4. Desert City Diva takes place on an Indian reservation in an area
near the Anza Borrego Desert. How integral is this setting to this particular
Rolly Waters mystery and why did you place the story in this environment?
We have quite a few Indian reservations in San Diego County.
They are much smaller than the Navajo or Hopi reservations of Arizona, but they
are true reservations, and as such they are independent sovereign entities with
their own government and a police force just like the larger reservations. Many
of them are located in the mountains of east San Diego County, which is still
largely rural, and the kind of area where UFO cults might develop without attracting
much attention. Legal and criminal issues can get complicated, as county
sheriffs do not have authority on reservation lands and vice-versa. Many of the
tribes have built casinos now, and that provides some tension related to the
character’s motivations, as well.
5. Can you describe some
of the research you did when you were writing Desert City Diva?
My last two novels were inspired by fortuitous driving
adventures with my wife. In the case of Desert
City Diva, the drive took place in the southern desert of California where
we happened upon two places with rather interesting names – Salvation Mountain
and Slab City. The first turned out to be a remarkable monument to one man’s
religious passions, and the second is an off-the-grid gathering of hippies,
retirees and social misfits who have chosen to live together in an ad hoc
desert community where they resist both the comforts and confines of modern
society. Most of the residents live in trailers or RVs, which are parked on
slab foundations left over from a U.S. Army fort used in WWII. Slab City
residents have a library, a café, a modern sculpture garden, and a stage where
they hold musical jam sessions every week. Once I found out about those jam
sessions, I knew I had to get Rolly Waters out there to play his guitar.

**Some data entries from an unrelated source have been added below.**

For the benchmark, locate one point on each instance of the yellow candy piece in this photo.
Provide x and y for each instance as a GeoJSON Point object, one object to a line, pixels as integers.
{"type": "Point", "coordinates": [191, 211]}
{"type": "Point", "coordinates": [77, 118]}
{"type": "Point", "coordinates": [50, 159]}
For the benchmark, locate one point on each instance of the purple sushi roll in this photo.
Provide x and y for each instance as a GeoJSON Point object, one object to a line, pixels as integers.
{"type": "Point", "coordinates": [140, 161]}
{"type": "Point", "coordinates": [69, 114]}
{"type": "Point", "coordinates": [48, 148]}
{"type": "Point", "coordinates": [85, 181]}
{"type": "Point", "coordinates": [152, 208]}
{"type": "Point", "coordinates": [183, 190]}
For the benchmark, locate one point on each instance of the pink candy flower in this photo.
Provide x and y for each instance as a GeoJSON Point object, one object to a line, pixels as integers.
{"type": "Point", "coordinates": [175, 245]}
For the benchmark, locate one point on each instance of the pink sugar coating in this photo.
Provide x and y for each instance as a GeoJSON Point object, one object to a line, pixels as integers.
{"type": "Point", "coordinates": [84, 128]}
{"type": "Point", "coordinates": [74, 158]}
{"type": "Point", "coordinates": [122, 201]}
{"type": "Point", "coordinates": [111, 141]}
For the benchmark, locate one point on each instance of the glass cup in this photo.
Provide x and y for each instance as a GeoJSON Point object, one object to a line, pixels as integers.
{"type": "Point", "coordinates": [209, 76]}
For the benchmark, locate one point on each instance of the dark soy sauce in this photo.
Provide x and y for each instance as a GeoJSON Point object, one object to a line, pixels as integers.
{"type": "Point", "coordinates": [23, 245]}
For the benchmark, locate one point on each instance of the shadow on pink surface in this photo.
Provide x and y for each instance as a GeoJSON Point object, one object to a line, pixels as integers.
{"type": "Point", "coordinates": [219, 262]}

The other thing I did some research on was the concept of
sacred harmonies and the use of alternate musical scales, much of which is
quite interesting and some of which is quite silly. There was also a bit of San
Diego history I had to look into, such as the mini-gold rush in our mountains
in the 1870s, as well as local Indian reservations and their history. San Diego
County was where the Heaven’s Gate mass suicide took place in 1997, so I did
quite a bit of research on that and other suicide cults, to help me understand
how something like that can happen.
6. Are you working on another
Rolly Waters mystery? If so, what can you tell us about it?

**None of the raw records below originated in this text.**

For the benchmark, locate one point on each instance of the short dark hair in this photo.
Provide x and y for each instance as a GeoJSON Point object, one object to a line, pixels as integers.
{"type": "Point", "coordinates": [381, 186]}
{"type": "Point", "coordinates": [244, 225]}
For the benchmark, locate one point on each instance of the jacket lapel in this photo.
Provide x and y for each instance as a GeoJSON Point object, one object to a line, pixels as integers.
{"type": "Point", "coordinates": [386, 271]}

I’ve sent Rolly to the far edges of San Diego County in my
last two books, so I’ve decided to bring him back home for his next adventure.
Most of the action takes place in and around San Diego Bay. The jumping off
point is the very real U.S. Navy Marine Mammal Program, which has trained
captive dolphins and sea lions to perform tasks such as mine identification,
sea floor retrieval and enemy diver detection. The story centers on a Navy
diver whose body was never recovered after a training accident twenty years
earlier, but who seems to be taking revenge in the present day on some of the
people who knew him. It also works in some of the recent controversy
surrounding sea mammal captivity at Sea World and other animal water parks. The
working title is Ballast Point Breakdown.